As I said earlier, I think this has been my favorite book by her. I read it in a day and a half. Like the rest of her books, it’s raw and emotional and beautiful and focuses on the relationship of Quinn and Graham – how it started, evolved and began to deteriorate.

What I loved about the book is that the chapters alternate between past and present. In the very first chapter Quinn meets Graham and it’s not a fun, silly little meet cute. Quinn is on her way up to her fiancée’s apartment when she runs into a man pacing outside the door. He scares her because he looks really pissed off, but then she learns he is there because the guy who lives there – who just so happens to be Quinn’s fiancée – is banging the guy’s girlfriend.

Sex sounds are heard, Quinn realizes she is being cheated on, so she and the guy (who happens to be her future husband Graham) sit outside the door and wait for them to finish. They sit outside and eat the Chinese food that the philanderers ordered and has been delivered, and then when the cheaters come out to pick up the food, they give their exes the middle finger before leaving.

The next chapter skips several years into the future. Quinn and Graham are married, but it’s obvious it’s a marriage on the rocks. There’s an unease between them. Lots of words are left unspoken and. We get the idea that there are a lot of hurt feelings and regrets and insecurities festering, and it becomes apparent that no one is talking about them.

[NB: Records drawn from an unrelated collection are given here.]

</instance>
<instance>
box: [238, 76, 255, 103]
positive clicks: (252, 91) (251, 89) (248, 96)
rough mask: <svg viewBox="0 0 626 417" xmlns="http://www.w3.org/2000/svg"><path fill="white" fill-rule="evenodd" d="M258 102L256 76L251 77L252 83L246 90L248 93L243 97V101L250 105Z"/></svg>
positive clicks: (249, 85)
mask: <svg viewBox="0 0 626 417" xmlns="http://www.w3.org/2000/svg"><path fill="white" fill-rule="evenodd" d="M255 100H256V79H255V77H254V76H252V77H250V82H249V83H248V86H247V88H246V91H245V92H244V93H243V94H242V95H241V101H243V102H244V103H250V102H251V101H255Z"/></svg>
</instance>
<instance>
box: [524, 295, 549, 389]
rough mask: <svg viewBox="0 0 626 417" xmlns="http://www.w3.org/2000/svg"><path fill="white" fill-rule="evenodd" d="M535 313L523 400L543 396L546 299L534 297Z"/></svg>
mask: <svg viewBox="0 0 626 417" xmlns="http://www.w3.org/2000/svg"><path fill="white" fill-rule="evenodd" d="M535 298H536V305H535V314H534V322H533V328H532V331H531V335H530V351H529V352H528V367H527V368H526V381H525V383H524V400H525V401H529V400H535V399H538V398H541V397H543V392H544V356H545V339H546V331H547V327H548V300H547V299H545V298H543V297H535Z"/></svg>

Over the course of the rest of the book, we alternate between the happiness that developed as the couple started dating, met each other’s parents, and eventually got married. All of this alternates between the present as the marriage appears to be falling apart, yet neither of them seems to know how to fix it.

This is a great study on how relationships that start off so beautifully can easily fall apart. One thing that really frustrated me was that I felt as though the relationship probably wouldn’t have gone as sour as it did had Quinn opened up to Graham about what she was really feeling. She felt as though she could not give him something that he really wanted – and could never, and she assumed that someone else could and he would be happier with someone else if she let him go – but she didn’t want to let him go. Meanwhile Graham just wanted Quinn’s love. Had she talked about what she was really feeling, I feel like they would have solved the problem earlier on. But then we wouldn’t have gotten this beautiful story – or maybe we would have, just a much shorter version of it.

Despite the frustration with Quinn not coming forward with what was bothering her – I also understood why she didn’t. That’s the thing with Colleen Hoover’s books – they’re real. It’s easy for an outsider to sit and say, “well if you’d just done this, you would have saved yourself a lot of heartache”, but sometimes the thought of doing this is – is just a scary.